One of the most amazing things about HBO’s new interpretation of the Perry Mason how different its approach is from the original Raymond Burr series. Other adaptations existed before the premiere of the 1957 TV show, but the long-running procedural drama cemented Perry’s image as a white knight of a defense attorney, ensuring that his innocent clients were ultimately found not guilty.

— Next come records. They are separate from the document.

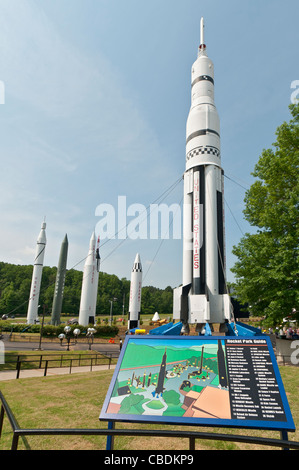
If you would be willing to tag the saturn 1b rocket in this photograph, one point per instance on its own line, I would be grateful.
(202, 297)
(90, 282)
(135, 294)
(32, 313)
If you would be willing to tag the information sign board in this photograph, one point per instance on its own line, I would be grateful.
(198, 380)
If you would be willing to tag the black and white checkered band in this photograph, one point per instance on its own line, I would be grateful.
(137, 268)
(204, 150)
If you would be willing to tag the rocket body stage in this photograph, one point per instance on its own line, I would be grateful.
(135, 294)
(202, 297)
(32, 313)
(90, 282)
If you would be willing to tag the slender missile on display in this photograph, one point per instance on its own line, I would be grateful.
(59, 285)
(90, 282)
(203, 297)
(135, 294)
(32, 314)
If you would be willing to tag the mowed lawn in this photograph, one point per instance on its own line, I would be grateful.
(75, 401)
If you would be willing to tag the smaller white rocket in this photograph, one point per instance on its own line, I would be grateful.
(90, 282)
(135, 294)
(32, 314)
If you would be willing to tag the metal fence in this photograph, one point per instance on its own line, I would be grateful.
(45, 361)
(19, 432)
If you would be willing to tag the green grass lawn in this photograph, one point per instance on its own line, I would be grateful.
(75, 401)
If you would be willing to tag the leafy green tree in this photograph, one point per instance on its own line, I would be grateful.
(267, 267)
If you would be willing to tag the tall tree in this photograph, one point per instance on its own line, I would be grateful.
(267, 267)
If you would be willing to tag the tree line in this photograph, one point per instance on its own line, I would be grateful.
(15, 282)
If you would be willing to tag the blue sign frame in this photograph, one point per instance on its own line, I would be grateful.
(220, 381)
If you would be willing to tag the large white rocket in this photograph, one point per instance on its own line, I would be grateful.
(90, 282)
(135, 294)
(32, 313)
(202, 297)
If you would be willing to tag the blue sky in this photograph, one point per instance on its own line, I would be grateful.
(97, 94)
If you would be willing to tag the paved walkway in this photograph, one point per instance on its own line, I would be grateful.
(12, 374)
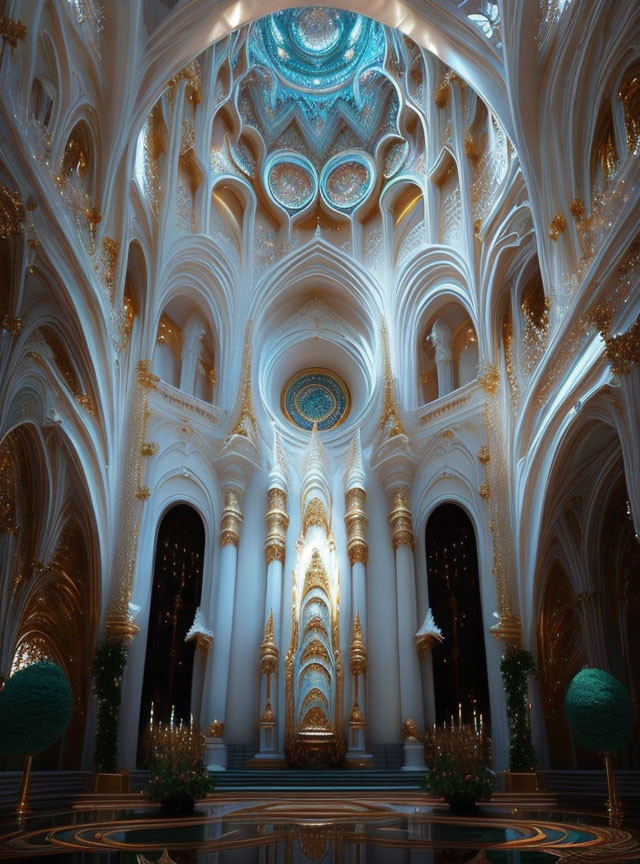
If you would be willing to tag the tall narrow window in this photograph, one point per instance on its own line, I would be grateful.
(459, 663)
(177, 585)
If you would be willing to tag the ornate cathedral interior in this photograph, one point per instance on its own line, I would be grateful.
(320, 431)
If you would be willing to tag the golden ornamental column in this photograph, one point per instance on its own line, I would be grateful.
(277, 522)
(356, 524)
(411, 703)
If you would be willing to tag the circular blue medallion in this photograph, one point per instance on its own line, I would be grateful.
(316, 396)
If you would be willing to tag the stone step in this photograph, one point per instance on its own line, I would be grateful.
(282, 779)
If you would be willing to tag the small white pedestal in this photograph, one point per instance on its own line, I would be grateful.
(414, 756)
(215, 754)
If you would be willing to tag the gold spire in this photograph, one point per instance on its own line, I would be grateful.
(358, 652)
(246, 424)
(390, 422)
(268, 649)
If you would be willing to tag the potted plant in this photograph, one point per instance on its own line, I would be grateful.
(177, 776)
(459, 756)
(108, 667)
(600, 715)
(460, 786)
(516, 667)
(35, 707)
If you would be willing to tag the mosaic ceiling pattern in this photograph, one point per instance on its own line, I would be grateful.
(318, 93)
(316, 396)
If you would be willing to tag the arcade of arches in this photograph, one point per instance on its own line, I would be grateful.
(320, 341)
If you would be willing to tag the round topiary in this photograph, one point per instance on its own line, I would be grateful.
(35, 707)
(599, 711)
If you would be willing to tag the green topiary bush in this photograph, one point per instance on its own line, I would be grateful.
(599, 711)
(35, 707)
(516, 667)
(108, 667)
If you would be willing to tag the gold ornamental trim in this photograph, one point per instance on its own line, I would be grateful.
(509, 630)
(315, 513)
(410, 730)
(121, 629)
(400, 520)
(231, 519)
(317, 370)
(277, 520)
(355, 520)
(216, 729)
(358, 651)
(268, 649)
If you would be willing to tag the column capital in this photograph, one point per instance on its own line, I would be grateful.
(231, 517)
(400, 518)
(277, 520)
(355, 520)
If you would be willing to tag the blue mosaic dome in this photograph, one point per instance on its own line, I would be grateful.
(316, 396)
(318, 49)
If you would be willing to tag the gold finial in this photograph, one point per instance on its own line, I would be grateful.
(268, 649)
(315, 450)
(410, 730)
(390, 421)
(358, 652)
(216, 729)
(316, 575)
(246, 424)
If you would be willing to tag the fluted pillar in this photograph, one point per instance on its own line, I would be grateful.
(236, 463)
(411, 704)
(274, 551)
(404, 543)
(189, 359)
(230, 524)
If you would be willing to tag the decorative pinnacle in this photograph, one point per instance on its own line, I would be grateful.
(315, 451)
(246, 424)
(390, 422)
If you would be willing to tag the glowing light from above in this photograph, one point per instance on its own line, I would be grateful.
(317, 29)
(317, 47)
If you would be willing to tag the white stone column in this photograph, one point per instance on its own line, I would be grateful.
(629, 432)
(274, 550)
(238, 460)
(189, 359)
(440, 338)
(356, 524)
(395, 466)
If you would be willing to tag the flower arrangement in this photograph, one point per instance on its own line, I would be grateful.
(459, 756)
(177, 775)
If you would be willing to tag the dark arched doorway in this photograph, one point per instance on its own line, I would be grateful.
(175, 596)
(459, 663)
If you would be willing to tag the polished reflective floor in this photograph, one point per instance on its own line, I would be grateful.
(328, 828)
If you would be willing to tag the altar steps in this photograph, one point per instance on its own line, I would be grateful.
(285, 780)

But this 21st century version of the character, Matthew Rhys like, more complicated. “I think Perry’s position [in the original series] a little bit more linear, like he’s like, ‘I’m the good guy here. I will take care of the bad guys and they will confess to the principle,” said Rhys RESULTS. “I believe we are Perry Mason about the color gray. Masons share the same moral principles about right and wrong. I think he has a simple view of his world and his life — there is right and there is wrong. But it’s the gray in between that makes him so angry sometimes. “

Season 2 follows Perry and her fellow Della Street (Juliet Rylance) and Paul Drake (Chris Chalk) as they fall into a new case that has everything in 1932 Los Angeles in an uproar: The murder of the heir to an oil dynasty, with the main suspects being two young Latinos who men from a local Hooverville.

“I feel like the show this season is definitely about isolated characters, learning how to create and gain mutual trust in the small community they’re in,” Rylance said, “and either succeed or fail and then take what they’re learning and try to expand that to the wider community around them. And that’s felt very much to this day, obviously with the setting of a big case and the corruption in LA and these many political and legal conditions they face.”

Rylance said that coming back for Season 2 “was really exciting, and it felt really necessary after this long pause with COVID and so much turmoil in the world, and everyone feeling so uncertain about where we are, where we’re going, what we. have to do, or even how to interact with each other. I think going on set and starting the season with that framework was rich. It felt like there was a lot there that was mined that felt like a parallel universe of the show, and I think all the themes of this season are very much born out of the time period that we’ve just been in. It feels very raw and very special.”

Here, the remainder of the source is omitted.